Thursday, December 28, 2023

Kwanzaa

President Biden and First Lady Jill Biden recently wished everyone a Happy Kwanzaa. You might wonder how Kwanzaa ever came about and why the President observes the day, so Lloyd Billingsley at Powerline blog tells us about the man who got it all started. His name is Ron Karenga, although he was born Ronald McKinley Everett in 1941.

Here's Billingsley:
Karenga was a political activist in the late 1960s and came to prominence as a theoretician of the black nationalist movement.

In “The Quotable Karenga” handbook, the Kwanzaa inventor told followers: “When it’s burn, let’s see how much you burn. When it’s kill, let’s see how much you kill. When it’s blow up, let’s see how much you blow up.”

Karenga also established Kuzaliwa, a tribute honoring Malcolm X’s birthday on May 19, and Uhuru Day on August 11, to commemorate the 1965 “civil disturbance” in Watts. Between 1971 and 1975, Karenga “dropped out of sight while serving a prison term for ordering the beating of a woman.”

In 1971, a court convicted Karenga of kidnapping and torturing two women in his organization. According to “Karenga Tortured Women Followers, Wife Tells Court,” from the May 3, 1971 Los Angeles Times, Karenga stripped naked Deborah Jones and Gail Davis, whipped them with an electrical cord, and beat the women with a karate baton.

The Kwanzaa founder also stuck a hot soldering iron into Davis’ mouth, and used a vise to clamp down on one of her toes.

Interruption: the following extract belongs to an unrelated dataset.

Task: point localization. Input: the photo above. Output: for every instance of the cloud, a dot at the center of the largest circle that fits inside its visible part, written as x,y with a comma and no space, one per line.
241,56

Before that torture session, Karenga created a black nationalist organization known as “US.” The rival Black Panthers, who made common cause with white radicals, mocked Karenga’s group as “United Slaves.”

On January 17, 1969, the Black Panthers and United Slaves shot it out at UCLA over control of the black studies program. Panthers John Huggins and Alprentice “Bunchy” Carter perished in the gun battle.
Billingsley has more on Karenga, but the preceding should suffice to give the reader a sense of the sort of gentleman the originator of Kwanzaa is. Given the character of the man, one might be tempted to think the holiday he invented is a giant con.

In any case, I think I'll stick with Christmas, a day associated with a God of love, rather than with a criminal with a record of hate and violence.